At a time when there are almost daily reports of man-animal conflicts across the country, the Indian government’s pledge to protect tiger habitats and tiger corridors is a heartening piece of news. The second part of the promise is of utmost important because, while India’s total tiger population went up from 1,411 in 2006 to 1,706 in 2010 and 2,226 in 2014, the country recorded a 12.6% decline in tiger occupancy in connecting tiger habitats outside tiger reserves between 2006 and 2010, the latest period for which this data is available. This promise to protect tiger habitats and corridors was published on Monday in the fourth edition of the Global Tiger Action Plan.

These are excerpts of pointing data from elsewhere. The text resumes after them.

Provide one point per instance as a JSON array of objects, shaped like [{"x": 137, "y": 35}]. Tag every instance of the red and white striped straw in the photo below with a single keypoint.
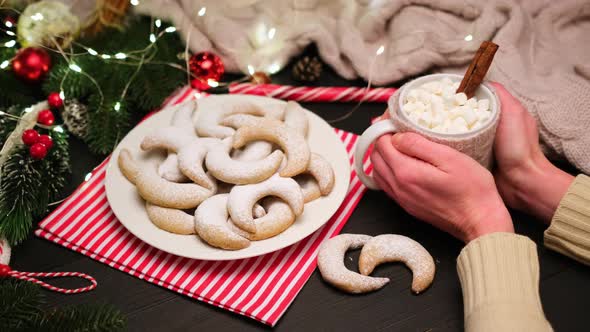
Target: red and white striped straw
[{"x": 314, "y": 94}]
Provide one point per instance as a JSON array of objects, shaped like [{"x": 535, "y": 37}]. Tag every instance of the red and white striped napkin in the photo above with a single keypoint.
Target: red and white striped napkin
[{"x": 261, "y": 287}]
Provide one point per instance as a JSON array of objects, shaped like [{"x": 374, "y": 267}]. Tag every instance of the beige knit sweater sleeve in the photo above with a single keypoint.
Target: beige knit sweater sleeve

Unfortunately, the action plan didn’t release data on the decline in the tiger population outside protected areas for 2014. The 2018 tiger census estimations, likely to be released on March 31, may see an increase in overall tiger numbers but may not offer any trends on their numbers in corridors (outside the protected areas) because it follows a different methodology.

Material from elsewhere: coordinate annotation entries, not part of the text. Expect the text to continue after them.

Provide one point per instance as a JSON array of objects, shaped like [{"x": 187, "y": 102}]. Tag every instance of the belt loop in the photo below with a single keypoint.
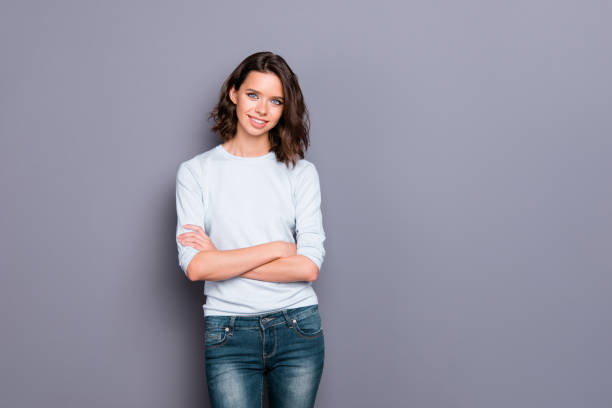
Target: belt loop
[
  {"x": 287, "y": 318},
  {"x": 231, "y": 324}
]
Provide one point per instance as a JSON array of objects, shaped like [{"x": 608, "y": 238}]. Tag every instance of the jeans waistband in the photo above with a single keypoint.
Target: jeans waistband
[{"x": 261, "y": 320}]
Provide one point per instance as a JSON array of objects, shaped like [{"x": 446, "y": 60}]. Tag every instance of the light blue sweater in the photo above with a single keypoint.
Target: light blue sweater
[{"x": 246, "y": 201}]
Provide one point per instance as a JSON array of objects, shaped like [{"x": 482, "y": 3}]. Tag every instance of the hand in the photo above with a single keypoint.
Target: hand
[
  {"x": 288, "y": 248},
  {"x": 198, "y": 239}
]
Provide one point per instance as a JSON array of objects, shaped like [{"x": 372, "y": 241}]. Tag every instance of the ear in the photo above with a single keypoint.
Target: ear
[{"x": 232, "y": 95}]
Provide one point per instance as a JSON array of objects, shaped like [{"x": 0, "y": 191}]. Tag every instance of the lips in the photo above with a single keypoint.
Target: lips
[
  {"x": 254, "y": 117},
  {"x": 255, "y": 124}
]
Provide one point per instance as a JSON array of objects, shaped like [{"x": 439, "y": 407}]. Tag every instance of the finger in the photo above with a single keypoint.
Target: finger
[{"x": 195, "y": 228}]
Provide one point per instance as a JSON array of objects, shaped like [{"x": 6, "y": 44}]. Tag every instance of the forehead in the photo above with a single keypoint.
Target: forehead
[{"x": 265, "y": 82}]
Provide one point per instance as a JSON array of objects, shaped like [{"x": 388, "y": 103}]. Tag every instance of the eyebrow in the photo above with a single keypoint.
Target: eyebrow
[{"x": 256, "y": 91}]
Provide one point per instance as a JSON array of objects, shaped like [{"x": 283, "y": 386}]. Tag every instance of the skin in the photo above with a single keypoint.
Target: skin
[{"x": 259, "y": 96}]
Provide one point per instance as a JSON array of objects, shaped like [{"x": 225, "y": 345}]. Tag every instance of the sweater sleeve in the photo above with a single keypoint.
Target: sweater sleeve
[
  {"x": 189, "y": 210},
  {"x": 308, "y": 218}
]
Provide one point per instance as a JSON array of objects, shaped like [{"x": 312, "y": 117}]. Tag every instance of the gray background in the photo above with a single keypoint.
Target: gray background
[{"x": 464, "y": 154}]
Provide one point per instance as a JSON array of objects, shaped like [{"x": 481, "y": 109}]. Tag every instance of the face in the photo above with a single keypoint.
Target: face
[{"x": 259, "y": 103}]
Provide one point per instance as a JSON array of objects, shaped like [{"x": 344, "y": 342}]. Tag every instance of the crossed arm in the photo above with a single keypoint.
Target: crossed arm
[{"x": 273, "y": 261}]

Saying that India has changed its approach to tiger conservation to focus on the corridors, The Global Tiger Action Plan adds that now the country prioritises “source-sink dynamics” (how variation in habitat quality may affect the population of tigers) by restoring habitat connectivity. This includes providing incentives to local people for conserving forests along tiger corridors and providing subsidised LPG connections to people to reduce dependence on timber from the forest.
Along with these steps, the Indian State needs to invest heavily in other areas if it is keen to protect tigers, no matter where they are: increase recruitment; improve ground-level infrastructure in forests (vehicles for patrolling, staff quarters with basic facilities); and provide better training and arming of forest guards, the first line of defence against poaching and illegal public intrusion, who at present, operate with outdated guns and little training.
India is currently the most dangerous country in the world for forest rangers. In 2017, 29 rangers were killed on duty in India; the Democratic Republic of Congo (17) and Thailand (8) made for a distant second and third, says a report of the International Ranger Federation. On January 27, unidentified poachers with weapons hacked to death two guards in the Valmiki Tiger Reserve in Bihar.
In January, in an unprecedented incident, more than 50 forest and police personnel were injured when a mob of relocated villagers brutally attacked them at the Melghat Tiger Reserve in Maharashtra.
To save tigers outside reserve areas — a hugely challenging task — the department needs better tiger tracking systems and specially trained teams to keep an eye on big cats moving outside the protected areas.